Tuesday, May 20, 2008

Heisenberg's Uncertainty Principle and Google's Algorithms

We recently discovered that Google was no longer finding the home page of one of our partner publishers because the description of the magazine Quest Bulgaria on their home page was pretty much identical to the description on our system. Our derivative entry knocked them out, rather than the other way round, because our site is busier than theirs.....so given more weight by Google.
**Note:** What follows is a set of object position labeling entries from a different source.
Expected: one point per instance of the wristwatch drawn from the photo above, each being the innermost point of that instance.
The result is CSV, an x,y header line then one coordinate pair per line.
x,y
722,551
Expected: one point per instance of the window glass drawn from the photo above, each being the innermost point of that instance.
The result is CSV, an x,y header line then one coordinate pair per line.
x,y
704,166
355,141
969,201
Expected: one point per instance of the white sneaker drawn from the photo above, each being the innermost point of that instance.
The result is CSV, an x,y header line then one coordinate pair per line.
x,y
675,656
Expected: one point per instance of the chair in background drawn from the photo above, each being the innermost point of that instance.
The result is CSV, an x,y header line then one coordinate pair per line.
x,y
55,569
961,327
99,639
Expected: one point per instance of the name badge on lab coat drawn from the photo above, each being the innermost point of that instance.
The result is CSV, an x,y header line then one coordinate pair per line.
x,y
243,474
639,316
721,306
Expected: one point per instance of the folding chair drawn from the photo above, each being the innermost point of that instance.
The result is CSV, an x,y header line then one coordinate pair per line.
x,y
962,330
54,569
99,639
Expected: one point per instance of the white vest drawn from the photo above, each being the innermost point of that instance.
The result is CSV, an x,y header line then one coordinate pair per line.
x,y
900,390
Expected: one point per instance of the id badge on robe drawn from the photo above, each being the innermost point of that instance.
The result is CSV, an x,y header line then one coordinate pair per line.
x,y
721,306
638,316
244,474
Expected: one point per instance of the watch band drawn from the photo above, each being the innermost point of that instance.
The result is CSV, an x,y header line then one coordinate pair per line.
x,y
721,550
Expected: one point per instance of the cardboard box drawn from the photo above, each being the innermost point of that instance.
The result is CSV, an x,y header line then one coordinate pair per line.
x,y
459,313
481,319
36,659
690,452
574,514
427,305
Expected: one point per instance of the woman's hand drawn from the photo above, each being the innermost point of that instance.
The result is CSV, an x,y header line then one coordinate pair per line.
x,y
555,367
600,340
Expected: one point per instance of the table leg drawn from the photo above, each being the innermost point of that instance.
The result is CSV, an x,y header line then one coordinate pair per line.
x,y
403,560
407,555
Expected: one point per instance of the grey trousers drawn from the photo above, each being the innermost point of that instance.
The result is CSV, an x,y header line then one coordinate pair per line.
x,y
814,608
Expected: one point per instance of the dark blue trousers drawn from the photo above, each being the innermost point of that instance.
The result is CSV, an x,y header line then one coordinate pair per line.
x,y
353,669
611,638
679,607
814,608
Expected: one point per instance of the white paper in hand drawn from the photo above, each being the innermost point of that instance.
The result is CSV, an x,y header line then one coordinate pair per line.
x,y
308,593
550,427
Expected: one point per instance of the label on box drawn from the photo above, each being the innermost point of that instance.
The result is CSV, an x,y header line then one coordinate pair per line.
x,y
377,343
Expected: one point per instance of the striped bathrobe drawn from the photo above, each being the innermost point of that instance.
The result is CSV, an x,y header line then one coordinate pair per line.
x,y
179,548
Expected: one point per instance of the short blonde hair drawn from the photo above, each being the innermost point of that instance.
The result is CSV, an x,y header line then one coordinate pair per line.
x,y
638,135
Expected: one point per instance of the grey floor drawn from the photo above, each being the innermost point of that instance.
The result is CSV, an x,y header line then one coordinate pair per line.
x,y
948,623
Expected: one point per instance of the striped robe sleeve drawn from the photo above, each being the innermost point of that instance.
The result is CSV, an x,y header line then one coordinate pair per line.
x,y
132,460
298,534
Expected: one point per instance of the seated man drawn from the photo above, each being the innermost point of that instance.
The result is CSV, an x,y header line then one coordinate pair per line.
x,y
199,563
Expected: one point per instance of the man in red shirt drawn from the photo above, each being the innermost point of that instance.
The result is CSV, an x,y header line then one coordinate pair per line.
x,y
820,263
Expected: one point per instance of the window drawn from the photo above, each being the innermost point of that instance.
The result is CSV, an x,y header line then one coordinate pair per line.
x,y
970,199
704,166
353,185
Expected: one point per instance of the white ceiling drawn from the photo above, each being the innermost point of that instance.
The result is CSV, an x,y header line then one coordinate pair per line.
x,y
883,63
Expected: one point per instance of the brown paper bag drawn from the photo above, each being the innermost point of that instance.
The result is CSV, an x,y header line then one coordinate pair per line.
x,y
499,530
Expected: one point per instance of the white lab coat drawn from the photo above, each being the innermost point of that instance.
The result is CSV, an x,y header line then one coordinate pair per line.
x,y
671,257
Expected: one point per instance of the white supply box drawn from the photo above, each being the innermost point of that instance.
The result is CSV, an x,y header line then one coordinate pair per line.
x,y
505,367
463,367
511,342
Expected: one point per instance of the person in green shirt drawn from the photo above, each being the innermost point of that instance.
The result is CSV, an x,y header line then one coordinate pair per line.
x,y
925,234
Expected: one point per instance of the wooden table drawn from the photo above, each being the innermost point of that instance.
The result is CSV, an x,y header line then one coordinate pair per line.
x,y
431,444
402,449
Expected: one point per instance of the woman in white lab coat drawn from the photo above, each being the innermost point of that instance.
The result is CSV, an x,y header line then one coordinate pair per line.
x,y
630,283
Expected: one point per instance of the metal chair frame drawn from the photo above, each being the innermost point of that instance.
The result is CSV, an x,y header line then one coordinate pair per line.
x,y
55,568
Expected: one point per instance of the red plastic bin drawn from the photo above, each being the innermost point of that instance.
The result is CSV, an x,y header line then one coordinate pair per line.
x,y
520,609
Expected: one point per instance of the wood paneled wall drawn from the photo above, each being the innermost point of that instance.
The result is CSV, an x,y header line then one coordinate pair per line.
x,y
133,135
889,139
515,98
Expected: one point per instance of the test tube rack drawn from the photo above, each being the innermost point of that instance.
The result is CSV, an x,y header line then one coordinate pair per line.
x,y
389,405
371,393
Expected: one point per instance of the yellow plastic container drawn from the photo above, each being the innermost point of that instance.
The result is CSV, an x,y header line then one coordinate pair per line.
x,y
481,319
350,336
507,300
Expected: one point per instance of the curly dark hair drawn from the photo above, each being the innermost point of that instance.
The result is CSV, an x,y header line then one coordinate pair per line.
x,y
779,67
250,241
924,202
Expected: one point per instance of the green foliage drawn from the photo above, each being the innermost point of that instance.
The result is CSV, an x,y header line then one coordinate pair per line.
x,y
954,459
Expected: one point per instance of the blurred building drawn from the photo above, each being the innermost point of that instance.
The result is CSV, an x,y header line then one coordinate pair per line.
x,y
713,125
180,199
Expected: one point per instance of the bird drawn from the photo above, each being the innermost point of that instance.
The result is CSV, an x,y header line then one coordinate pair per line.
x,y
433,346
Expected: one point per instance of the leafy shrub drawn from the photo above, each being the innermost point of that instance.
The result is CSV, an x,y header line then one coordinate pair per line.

This was a puzzling and unwanted result so the publisher quickly changed the description on our system (our publishers can do this in real time through a form in which they edit the blurb), and Google is now finding Quest Bulgaria again (at the moment we come in a respectable third on the Google search). It was not difficult to make the changes and to invite the Google spider to return, but as one of my colleagues observed: Google is finding that it is not possible to be an accurate measure of the web because the way in which it maps and cadastrates the web is itself changing and deforming the natural shape of the web. My colleague finds Heisenberg's uncertainty principle at work here, but I am not so sure about that, it may simply be a lack of competition which is allowing the Google algorithms to become over bossy and over fussy. Would web spam be just as bad if there were three broadly competitive search engines at work? And if web spam were reduced would Google get subtler at discriminating between content which has a difference of function even though little linguistic difference on the page?